Further reading: Time for computer science to grow up by Lance Fortnow.
Great initiative, I’m curious to see how it works out!
W.r.t. to plagiarism: I don’t think direct plagiarism will be a problem, as it is will be obvious that the ideas were published here first. There’s no problem with arXiv pre-prints either. Besides, the readers of this blog are your witnesses 🙂
@Jonathan
That’s a good point.
But I think that it is not a problem if you are the primary author of the paper in question and you are willing to share the credit.
But, yeah, I expect to have to think this through some more as I do it.
Cool. would like to see about the result.
But what about the risk of plagarism of unpublished works ?
Hi Daniel, it is a good idea,
I think that you could also crosspost to
http://www.pubzone.org/
PS: I don’t think palgiarism would be a problem. No decent scientist would publish somebody else’s paper. Besides, if it is an experimental one, you need software to reproduce results. That is you can be easily caught and banned from the scientific community.

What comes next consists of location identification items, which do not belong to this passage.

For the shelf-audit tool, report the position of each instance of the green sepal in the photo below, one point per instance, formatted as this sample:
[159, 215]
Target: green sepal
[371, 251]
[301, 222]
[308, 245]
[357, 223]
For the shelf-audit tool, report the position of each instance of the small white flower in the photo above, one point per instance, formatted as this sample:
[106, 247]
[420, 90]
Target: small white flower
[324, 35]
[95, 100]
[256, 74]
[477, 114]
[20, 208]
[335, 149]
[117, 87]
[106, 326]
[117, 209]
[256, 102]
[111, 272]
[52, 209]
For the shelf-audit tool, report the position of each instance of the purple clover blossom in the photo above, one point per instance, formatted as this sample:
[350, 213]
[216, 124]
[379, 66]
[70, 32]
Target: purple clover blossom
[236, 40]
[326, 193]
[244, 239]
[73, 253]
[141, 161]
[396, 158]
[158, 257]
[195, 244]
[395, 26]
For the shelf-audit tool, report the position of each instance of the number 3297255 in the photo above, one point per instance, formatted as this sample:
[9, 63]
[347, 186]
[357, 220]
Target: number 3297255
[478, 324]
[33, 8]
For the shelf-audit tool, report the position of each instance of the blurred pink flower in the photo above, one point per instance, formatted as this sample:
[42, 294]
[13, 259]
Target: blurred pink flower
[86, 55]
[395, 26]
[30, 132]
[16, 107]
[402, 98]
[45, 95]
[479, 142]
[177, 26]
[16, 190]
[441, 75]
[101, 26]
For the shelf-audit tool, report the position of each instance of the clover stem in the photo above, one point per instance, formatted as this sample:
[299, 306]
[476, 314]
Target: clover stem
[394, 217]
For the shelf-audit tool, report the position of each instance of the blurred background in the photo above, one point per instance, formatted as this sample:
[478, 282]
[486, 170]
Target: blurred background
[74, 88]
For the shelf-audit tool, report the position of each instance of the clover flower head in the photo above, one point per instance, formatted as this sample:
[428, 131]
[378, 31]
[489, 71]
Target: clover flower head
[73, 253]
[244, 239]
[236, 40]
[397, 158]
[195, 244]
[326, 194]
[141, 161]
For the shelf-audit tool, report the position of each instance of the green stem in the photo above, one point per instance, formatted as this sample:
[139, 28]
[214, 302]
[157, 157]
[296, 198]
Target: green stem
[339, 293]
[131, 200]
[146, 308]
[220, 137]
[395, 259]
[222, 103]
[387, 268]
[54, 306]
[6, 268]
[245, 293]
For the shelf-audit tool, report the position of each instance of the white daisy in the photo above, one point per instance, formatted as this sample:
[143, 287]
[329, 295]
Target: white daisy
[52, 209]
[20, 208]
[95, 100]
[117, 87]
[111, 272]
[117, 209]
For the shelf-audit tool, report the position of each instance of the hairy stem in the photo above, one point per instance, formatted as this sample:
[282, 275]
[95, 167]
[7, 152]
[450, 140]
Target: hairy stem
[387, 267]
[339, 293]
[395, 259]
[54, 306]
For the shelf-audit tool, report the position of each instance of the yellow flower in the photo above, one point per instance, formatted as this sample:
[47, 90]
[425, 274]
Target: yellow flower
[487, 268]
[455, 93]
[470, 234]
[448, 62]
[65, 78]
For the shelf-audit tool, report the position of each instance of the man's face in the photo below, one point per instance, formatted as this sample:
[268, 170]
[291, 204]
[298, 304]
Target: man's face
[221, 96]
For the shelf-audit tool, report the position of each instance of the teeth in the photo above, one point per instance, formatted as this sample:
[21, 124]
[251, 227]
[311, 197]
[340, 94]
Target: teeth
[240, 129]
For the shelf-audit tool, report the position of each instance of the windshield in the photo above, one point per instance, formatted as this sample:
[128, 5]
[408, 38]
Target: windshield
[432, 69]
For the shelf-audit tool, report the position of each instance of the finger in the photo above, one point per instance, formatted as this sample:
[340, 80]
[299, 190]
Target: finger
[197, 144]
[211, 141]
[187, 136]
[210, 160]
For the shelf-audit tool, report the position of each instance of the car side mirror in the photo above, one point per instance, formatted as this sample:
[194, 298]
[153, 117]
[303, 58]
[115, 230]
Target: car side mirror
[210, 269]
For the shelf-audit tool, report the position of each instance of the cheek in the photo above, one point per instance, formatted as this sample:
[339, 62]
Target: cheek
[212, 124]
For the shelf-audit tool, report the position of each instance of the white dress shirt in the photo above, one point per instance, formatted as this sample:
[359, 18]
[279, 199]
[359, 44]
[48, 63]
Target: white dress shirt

One thing to consider is what happens if a paper is improved substantially by comments on the blog. This could also result in 20-author papers. Not necessarily a bad thing for science, but something to think about.
Johnatan,
Though I would share some of your concern, but … reviewers do improve the quality of the paper and often considerably, but that does not make them co-authors. The primary goal of such an exposure is to find errors.
@Geoff Several papers have been written using wikis and blogs. See for example:
http://polymathprojects.org/
I’m not sure it has been wildly successful yet, but we are still at the early stages.
And I would certainly participate in such a project if I found one that was a good match for my research interests. And I hope I will one day.
@Itman What about indecent scientists?
Has there been attempts at authoring a paper using something like a wiki, or is that maybe going too far?
Regardless, I’m all for this experiment.
The problem is that sometimes people are “measured” for the quantity of papers they publish. Specially here in Brazil, where the number of papers you write can change the salary you get.
That is why we sometimes have lots of bad quality works here …
The Polymath project relied mainly on blogs, much like what Daniel proposes; for details, see the October 2009 Nature article by Tim Gowers and Michael Nielsen, the two main players in the project. In that sense, it was not exactly collaborative writing: someone had to put together all the pieces and actually write the paper.Authorship was one of the issues in the project; see Is massively collaborative mathematics possible on Tim Gower’s blog. The first paper produced through this project, which is still at the preprint stage, uses a pseudonym, D.H.J. Polymath, without giving the name of any of the 27 contributors. Even if it’s technically possible to evaluate individual contributions (espectially if a wiki is used instead of blogs), one can easily understand that this collaboration mode could be deemed inappropriate by many (especially junior researchers) in the “publish or perish” culture.
A different so-called “next-generation” wiki (see http://mememoir.org), which “links every word to its corresponding author” has been proposed to address this issue. It seems to have been used only in one project, called wikigenes, which doesn’t aim at producing scientific papers. Thus, to my knowlodge, we have still to see an example of an entirely wiki-based collaborative production of a scientific paper, starting from scratch.